AUX MOTIFS QUE Mme Y... a été licenciée par lettre du 4 décembre 2012 dont la teneur en ce qui concerne le licenciement est la suivante : « Nous avons pu évoquer, avec vous, un certain nombre de faits. Nous rappelons dans un premier temps, les missions dévolues à l'animateur de développement. Ce salarié doit soutenir les associations locales dans les différents aspects de leur fonctionnement, il participe à leur restructuration, il aide à l'animation et au développement du secteur, il a un rôle d'intermédiaire en assurant la continuité d'action entre la Fédération et les associations locales. De manière globale, il impulse un axe de travail au travers des réunions de secteur auprès des salariés administratifs d'une part et des bénévoles d'autre part.

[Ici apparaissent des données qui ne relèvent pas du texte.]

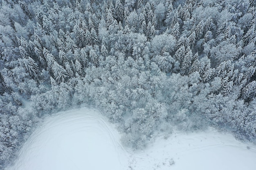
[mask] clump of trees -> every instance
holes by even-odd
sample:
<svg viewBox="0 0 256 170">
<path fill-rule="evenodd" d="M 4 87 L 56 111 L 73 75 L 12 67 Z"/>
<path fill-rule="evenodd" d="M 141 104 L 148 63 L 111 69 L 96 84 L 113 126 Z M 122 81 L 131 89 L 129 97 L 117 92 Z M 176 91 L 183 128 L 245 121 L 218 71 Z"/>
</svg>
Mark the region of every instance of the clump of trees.
<svg viewBox="0 0 256 170">
<path fill-rule="evenodd" d="M 171 127 L 255 141 L 255 1 L 0 4 L 0 168 L 43 115 L 82 103 L 135 148 Z"/>
</svg>

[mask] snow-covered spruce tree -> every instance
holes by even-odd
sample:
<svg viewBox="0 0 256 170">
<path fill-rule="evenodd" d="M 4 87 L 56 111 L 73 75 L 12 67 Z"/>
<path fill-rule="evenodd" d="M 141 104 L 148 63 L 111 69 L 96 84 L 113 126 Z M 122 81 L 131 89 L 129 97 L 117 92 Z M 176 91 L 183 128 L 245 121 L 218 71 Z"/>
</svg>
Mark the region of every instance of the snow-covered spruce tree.
<svg viewBox="0 0 256 170">
<path fill-rule="evenodd" d="M 134 147 L 162 122 L 255 140 L 255 1 L 18 1 L 0 2 L 1 166 L 27 122 L 83 102 Z"/>
</svg>

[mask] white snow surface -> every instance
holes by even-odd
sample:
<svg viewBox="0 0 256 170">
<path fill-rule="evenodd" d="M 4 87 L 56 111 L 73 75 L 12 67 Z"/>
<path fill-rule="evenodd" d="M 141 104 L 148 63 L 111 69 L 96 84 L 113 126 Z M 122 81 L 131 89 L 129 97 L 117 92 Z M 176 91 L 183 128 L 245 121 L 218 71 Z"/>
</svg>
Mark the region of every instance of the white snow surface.
<svg viewBox="0 0 256 170">
<path fill-rule="evenodd" d="M 143 150 L 123 146 L 106 117 L 87 108 L 45 119 L 6 170 L 255 170 L 256 147 L 211 129 L 158 134 Z"/>
</svg>

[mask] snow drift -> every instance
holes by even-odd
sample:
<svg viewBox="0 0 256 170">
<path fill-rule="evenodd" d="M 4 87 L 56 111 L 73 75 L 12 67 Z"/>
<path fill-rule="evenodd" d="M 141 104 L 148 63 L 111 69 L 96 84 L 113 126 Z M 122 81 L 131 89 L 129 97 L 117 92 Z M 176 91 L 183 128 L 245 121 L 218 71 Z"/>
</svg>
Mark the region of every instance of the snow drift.
<svg viewBox="0 0 256 170">
<path fill-rule="evenodd" d="M 159 135 L 142 150 L 120 143 L 120 134 L 94 110 L 83 108 L 46 118 L 7 170 L 254 170 L 256 148 L 230 135 Z M 165 136 L 166 137 L 166 136 Z"/>
</svg>

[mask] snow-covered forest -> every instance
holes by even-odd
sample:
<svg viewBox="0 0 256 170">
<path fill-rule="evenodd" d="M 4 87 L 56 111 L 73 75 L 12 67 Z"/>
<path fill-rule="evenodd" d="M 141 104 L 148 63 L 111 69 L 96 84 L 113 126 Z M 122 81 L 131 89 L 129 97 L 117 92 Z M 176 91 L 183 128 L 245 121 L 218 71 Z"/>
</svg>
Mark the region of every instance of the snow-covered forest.
<svg viewBox="0 0 256 170">
<path fill-rule="evenodd" d="M 255 0 L 0 0 L 0 169 L 45 115 L 86 104 L 123 143 L 256 139 Z"/>
</svg>

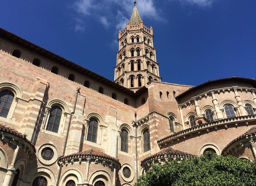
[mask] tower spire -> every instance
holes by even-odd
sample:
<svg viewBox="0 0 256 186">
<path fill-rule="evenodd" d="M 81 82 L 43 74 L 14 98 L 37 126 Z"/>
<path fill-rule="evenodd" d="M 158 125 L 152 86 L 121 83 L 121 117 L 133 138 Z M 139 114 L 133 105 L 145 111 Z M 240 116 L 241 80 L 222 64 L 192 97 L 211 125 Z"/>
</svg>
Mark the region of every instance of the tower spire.
<svg viewBox="0 0 256 186">
<path fill-rule="evenodd" d="M 136 1 L 134 1 L 134 7 L 133 7 L 133 10 L 132 11 L 132 13 L 131 13 L 131 17 L 130 18 L 130 24 L 131 25 L 134 25 L 136 24 L 140 24 L 140 22 L 141 20 L 140 14 L 139 13 L 139 11 L 136 6 Z"/>
</svg>

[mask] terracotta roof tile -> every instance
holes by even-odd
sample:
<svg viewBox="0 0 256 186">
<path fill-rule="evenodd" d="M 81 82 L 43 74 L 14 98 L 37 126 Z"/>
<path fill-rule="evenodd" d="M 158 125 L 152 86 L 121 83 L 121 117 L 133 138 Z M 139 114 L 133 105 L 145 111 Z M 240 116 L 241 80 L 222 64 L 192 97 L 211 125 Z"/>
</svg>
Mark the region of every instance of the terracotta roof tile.
<svg viewBox="0 0 256 186">
<path fill-rule="evenodd" d="M 242 134 L 240 136 L 238 137 L 235 139 L 233 140 L 228 145 L 226 146 L 221 151 L 221 153 L 224 152 L 226 149 L 229 147 L 230 145 L 231 145 L 233 143 L 236 142 L 237 141 L 246 137 L 247 136 L 250 136 L 252 134 L 256 134 L 256 127 L 253 126 L 250 129 L 247 130 L 244 134 Z"/>
<path fill-rule="evenodd" d="M 109 156 L 109 155 L 108 155 L 106 154 L 103 152 L 102 152 L 102 151 L 100 149 L 95 147 L 93 147 L 90 148 L 90 149 L 83 150 L 81 152 L 77 152 L 77 153 L 71 154 L 69 155 L 63 156 L 61 159 L 63 159 L 66 158 L 77 156 L 79 155 L 82 156 L 85 155 L 91 155 L 92 156 L 100 156 L 101 157 L 108 158 L 109 159 L 114 160 L 117 162 L 119 162 L 119 159 L 117 159 L 116 158 Z"/>
<path fill-rule="evenodd" d="M 141 164 L 142 164 L 144 162 L 147 160 L 150 159 L 152 158 L 154 158 L 157 156 L 160 156 L 164 155 L 165 154 L 169 155 L 180 155 L 181 156 L 195 156 L 195 155 L 189 154 L 187 152 L 183 152 L 181 150 L 176 150 L 174 149 L 170 146 L 169 146 L 164 148 L 163 148 L 160 151 L 156 153 L 153 155 L 151 156 L 146 159 L 144 159 L 143 161 L 141 161 Z"/>
<path fill-rule="evenodd" d="M 35 152 L 36 152 L 36 148 L 35 147 L 35 146 L 32 143 L 28 140 L 26 138 L 26 135 L 23 135 L 20 132 L 19 132 L 15 129 L 9 127 L 7 127 L 6 126 L 5 126 L 2 124 L 0 124 L 0 131 L 4 131 L 6 132 L 8 132 L 10 134 L 12 134 L 14 135 L 18 136 L 20 138 L 22 138 L 24 139 L 25 141 L 29 144 L 30 144 L 33 147 Z"/>
</svg>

Il transmet les enjeux politiques, économiques et sociaux, les orientations politiques auprès du réseau. Par ailleurs, il assure un rôle de coordination et d'organisation des moyens humains afin d'atteindre les objectifs définis avec le responsable de service. Dans cette démarche, il pourra intégrer l'assistant technique. Enfin, il doit rendre compte de son activité directement au responsable de service. Nous précisons que depuis 2008, nous avons régulièrement constaté, à votre encontre des manquements professionnels. Ainsi, le compte-rendu du bilan de l'année 2008, fait état de plusieurs points négatifs : mauvaise connaissance du fonctionnement du réseau, vision étroite de la politique ADMR, difficultés de positionnement sur l'antenne de Bastia. Egalement, dans votre rapport annuel du 31/12/2009, vous énoncez vos propres écarts, à savoir que vous deviez travailler urgemment sur le suivi et l'encadrement des salariés d'intervention de l'antenne de Bastia et qu'il en était de même sur le suivi des outils liés à démarche qualité. Nous verrons qu'au fil des années, vous n'avez pas réussi à atteindre vos objectifs. Au cours de l'année 2010, plusieurs dysfonctionnements ont été relevés. Les thèmes récurrents sont la démarche qualité, l'organisation du travail, la procédure liée aux congés payés sur l'association ADMR de Bastia, les remontées d'information, le service portage de repas. Sur la démarche qualité, plusieurs entretiens (entretiens des 21/01/2010, 29/01/2010, 10/03/2010, 06/04/2010) relèvent les points suivants. Les documents contractuels (devis, contrat de prestation client), le contenu des cahiers des 1er contacts, de réclamation, de remontées d'informations ne sont pas suivis et ne sont pas conformes.